Spokesman Review (Spokane, WA)
That changed Sunday at CenturyLink Field. Before Houston lost 41-38 to the Seahawks, the Texans linked arms during the national anthem, and more than three quarters of the team took a knee, with 10 players standing.
"I support my players 100 percent. I love my players," Texans coach Bill O'Brien said when asked to comment on what his team did during the anthem.
This response comes two days after news emerged that, during an NFL owners meeting to address player protests during the national anthem, Texans owner Bob McNair commented "we can't have the inmates running the prison."
"What he said, a lot of the players felt was wrong," said cornerback Marcus Williams, who had four tackles and intercepted Russell Wilson late in the fourth quarter. "But at the end of the day, we've got to come out and play the game. What happens off the field, we try to keep it there, and when it's time to play, we gotta come out and make plays."
McNair has since issued two public apologies and he also addressed the issue with his team on Saturday. McNair did not make the trip to Seattle for the game.

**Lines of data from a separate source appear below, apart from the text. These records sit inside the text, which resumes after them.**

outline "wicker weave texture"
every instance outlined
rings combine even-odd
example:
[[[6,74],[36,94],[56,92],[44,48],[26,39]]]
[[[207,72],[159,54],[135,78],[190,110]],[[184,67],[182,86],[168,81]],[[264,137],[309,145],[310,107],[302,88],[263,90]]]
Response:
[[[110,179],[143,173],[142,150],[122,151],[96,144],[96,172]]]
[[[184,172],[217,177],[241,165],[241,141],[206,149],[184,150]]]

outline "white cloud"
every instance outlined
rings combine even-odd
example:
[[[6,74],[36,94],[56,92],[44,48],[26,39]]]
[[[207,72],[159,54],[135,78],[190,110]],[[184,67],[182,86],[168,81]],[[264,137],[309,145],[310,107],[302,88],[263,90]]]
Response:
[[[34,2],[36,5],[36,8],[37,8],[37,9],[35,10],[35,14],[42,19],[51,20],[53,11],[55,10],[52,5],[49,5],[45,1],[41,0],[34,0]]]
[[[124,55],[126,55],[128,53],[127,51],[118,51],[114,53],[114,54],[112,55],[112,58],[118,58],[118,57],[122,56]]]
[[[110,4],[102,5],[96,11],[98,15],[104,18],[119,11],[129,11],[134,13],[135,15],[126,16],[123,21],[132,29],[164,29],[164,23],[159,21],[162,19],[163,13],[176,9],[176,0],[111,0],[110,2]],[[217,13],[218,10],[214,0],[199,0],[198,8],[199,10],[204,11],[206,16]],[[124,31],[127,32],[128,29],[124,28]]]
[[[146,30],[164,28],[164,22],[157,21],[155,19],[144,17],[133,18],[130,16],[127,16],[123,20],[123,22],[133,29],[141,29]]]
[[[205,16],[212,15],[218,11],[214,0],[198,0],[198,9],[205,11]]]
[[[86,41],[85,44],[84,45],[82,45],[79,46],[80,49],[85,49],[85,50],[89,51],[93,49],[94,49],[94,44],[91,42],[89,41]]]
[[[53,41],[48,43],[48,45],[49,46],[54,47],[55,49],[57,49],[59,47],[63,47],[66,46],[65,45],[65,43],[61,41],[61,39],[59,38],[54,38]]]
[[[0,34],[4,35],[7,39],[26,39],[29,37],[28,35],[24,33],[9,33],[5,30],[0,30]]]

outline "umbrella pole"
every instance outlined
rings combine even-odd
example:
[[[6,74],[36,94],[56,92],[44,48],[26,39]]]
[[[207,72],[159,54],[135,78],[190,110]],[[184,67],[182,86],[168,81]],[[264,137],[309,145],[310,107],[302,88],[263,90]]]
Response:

But Texans tackle Duane Brown said Sunday evening that the meeting with McNair went "not too well."
Still, Brown said the Texans went into Sunday entirely focused on the game.
"It was a lot of emotions running for our team, but just a huge sense of unity we all felt coming out here and playing for each other," Brown said. "And that was that. Once kickoff started, we tried to block out any other distractions we may have had."
McNair's comment drew rebukes from numerous NFL players around the league, including the more outspoken Seahawks like Richard Sherman and Bobby Wagner, and many news outlets reported Friday that multiple Texans players had considered boycotting practice. Only two - receiver DeAndre Hopkins and running back D'Onta Foreman - ended up doing so.
Hopkins finished as the Texans' leading receiver against Seattle, with eight catches for 224 yards and a touchdown. But he declined to discussed the reasons why he skipped practice on Friday.
"I play football for a living. I don't get into political things," Hopkins said.